Kakona is the Taino word for trinkets of value and objects of worth.
The dramatic outline of Saba with its peak shrouded in a perpetual cloud was, and is, easily recognized by seafarers and anyone lucky enough to have experienced this special place. Indigenous Caribbean cultures knew to honor and respect Mother Earth.
The Kakona initiative pays tribute to Saba’s roots while adding contemporary artistry. Keepsakes that are aesthetic, creative, original, nature-based, and authentic works... striving to blend Saba’s past and present—each with its own story.
Working with a cross section of local artists from varied backgrounds, our goal is to highlight their work and inspire others. If you are looking for the perfect piece of art to add to your collection, jewelry to remember your trip, or even something for mans best friend, Kakona has what you are looking for.
Kakona is the best place to shop for quality keepsakes on the island. Always remember the island way of life by bringing a piece of Saba home with you. Celebrate and support our community and local artists by shopping at our boutique, or visit our neighbor, Sea Saba, to learn about our unique marine park system and shop their high quality dive gear and clothing.
The Caribbean island of Saba is located where the Greater and Lesser Antilles converge. Recovered artifacts on Saba date back to 3,800 years ago, a time when indigenous inhabitants maintained a network of elaborate regional interaction. Saba was part of this network. Taíno Indians, a subgroup of the Arawakan, inhabited the Greater and Northeastern Lesser Antilles in the Caribbean Sea at the time when Christopher Columbus' arrived to the New World.

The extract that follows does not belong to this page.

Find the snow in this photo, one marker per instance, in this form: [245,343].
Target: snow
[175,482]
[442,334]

According to 17th-century French missionary, Father Breton, the indigenous name for Saba was Amonhana. Leiden University archaeologists Corinne L. Hoffman and Menno L.P. Hoogland have been conducting work on Saba since the 1980’s. Saba’s First Inhabitants was published by them in 2015, coinciding with the opening Saba Heritage Center and the establishment of Saba Archaeological Center.